En las horas previas al primer show que Cindy Lauper ofreció en Chile, en 1989, el Estadio Nacional ya estaba listo para recibir sin más a cerca de 50 mil personas. Nada de golden rings o sectores platinum. Sólo una cancha en toda su amplitud, lista para que los sudores de miles de fanáticos se mezclen con los de otros miles de curiosos de los nacientes megaeventos.

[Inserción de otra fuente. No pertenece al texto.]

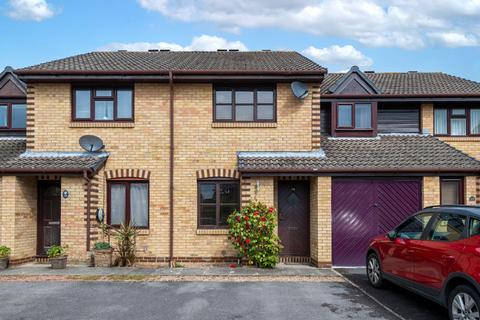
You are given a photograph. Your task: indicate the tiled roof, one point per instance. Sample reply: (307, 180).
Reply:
(384, 153)
(197, 61)
(14, 157)
(412, 83)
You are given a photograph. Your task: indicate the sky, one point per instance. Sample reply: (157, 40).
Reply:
(379, 35)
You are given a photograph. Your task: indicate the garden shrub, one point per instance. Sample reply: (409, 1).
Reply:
(252, 231)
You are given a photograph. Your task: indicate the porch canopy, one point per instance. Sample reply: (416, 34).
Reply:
(388, 154)
(15, 159)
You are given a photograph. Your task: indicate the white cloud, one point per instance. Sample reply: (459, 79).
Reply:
(36, 10)
(345, 56)
(201, 43)
(382, 23)
(454, 39)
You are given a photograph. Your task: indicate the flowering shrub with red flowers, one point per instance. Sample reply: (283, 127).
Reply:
(252, 231)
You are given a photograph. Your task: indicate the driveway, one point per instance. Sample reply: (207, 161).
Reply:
(186, 300)
(403, 302)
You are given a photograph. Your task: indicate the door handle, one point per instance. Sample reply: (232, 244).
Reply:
(448, 258)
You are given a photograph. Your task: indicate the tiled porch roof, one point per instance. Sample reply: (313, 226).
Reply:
(15, 158)
(385, 153)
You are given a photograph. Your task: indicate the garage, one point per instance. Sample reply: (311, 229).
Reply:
(364, 208)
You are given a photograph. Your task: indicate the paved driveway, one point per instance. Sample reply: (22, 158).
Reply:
(403, 302)
(185, 300)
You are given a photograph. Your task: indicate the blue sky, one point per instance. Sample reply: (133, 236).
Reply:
(380, 35)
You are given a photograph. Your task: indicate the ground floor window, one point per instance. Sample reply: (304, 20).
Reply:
(216, 201)
(451, 190)
(128, 203)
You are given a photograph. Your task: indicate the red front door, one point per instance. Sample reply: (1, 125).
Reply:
(48, 215)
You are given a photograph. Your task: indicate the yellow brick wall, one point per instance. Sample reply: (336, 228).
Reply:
(321, 220)
(199, 144)
(431, 191)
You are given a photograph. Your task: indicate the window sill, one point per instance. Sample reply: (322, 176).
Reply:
(81, 124)
(212, 231)
(244, 124)
(353, 129)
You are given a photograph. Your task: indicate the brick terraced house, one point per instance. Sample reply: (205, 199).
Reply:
(190, 136)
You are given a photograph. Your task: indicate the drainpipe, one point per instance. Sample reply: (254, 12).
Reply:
(172, 150)
(89, 187)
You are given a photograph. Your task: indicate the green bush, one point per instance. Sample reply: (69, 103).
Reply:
(4, 251)
(102, 246)
(126, 238)
(252, 231)
(57, 251)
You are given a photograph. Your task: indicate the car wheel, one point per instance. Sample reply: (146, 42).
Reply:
(464, 303)
(374, 272)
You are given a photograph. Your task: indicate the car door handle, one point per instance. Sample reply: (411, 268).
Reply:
(448, 258)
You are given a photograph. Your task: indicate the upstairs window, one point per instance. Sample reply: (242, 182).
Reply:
(103, 104)
(457, 121)
(354, 116)
(13, 116)
(244, 104)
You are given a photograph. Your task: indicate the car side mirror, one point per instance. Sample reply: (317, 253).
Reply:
(392, 235)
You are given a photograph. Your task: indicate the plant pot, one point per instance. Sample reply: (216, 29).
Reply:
(59, 262)
(4, 263)
(103, 258)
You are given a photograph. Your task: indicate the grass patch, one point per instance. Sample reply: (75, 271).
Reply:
(127, 277)
(85, 277)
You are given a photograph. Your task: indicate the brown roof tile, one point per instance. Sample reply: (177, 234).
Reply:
(383, 153)
(14, 157)
(114, 61)
(412, 83)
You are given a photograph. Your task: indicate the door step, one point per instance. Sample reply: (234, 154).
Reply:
(294, 259)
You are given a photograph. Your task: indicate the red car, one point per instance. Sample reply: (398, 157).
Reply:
(435, 253)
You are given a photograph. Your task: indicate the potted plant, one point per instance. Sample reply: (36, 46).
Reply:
(58, 257)
(102, 254)
(4, 257)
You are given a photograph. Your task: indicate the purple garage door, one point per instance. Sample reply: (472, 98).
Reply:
(362, 209)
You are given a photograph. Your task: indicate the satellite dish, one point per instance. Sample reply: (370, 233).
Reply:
(299, 89)
(91, 143)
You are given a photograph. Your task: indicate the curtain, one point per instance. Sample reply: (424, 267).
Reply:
(3, 116)
(458, 127)
(441, 121)
(117, 204)
(139, 204)
(475, 121)
(103, 110)
(363, 116)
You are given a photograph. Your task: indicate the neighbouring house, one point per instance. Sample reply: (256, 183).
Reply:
(190, 136)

En su tercera visita, en cambio, tipos recién salidos de la oficina y una que otra reproducción de la versión más ochentera de la cantante tomaban posiciones en un sector bajo repleto de sillas, todas muy bien cubiertas por una funda impecablemente blanca. Sin embargo, esa predisposición al orden se pulverizó con la sola aparición de la artista norteamericana en el escenario del Teatro Caupolicán, 20 minutos después de lo anunciado. El público, entonces, simplemente se aglutinó a los pies del escenario, y los pocos que decidieron utilizar su silla la transformaron en una altura sobre la cual elevarse.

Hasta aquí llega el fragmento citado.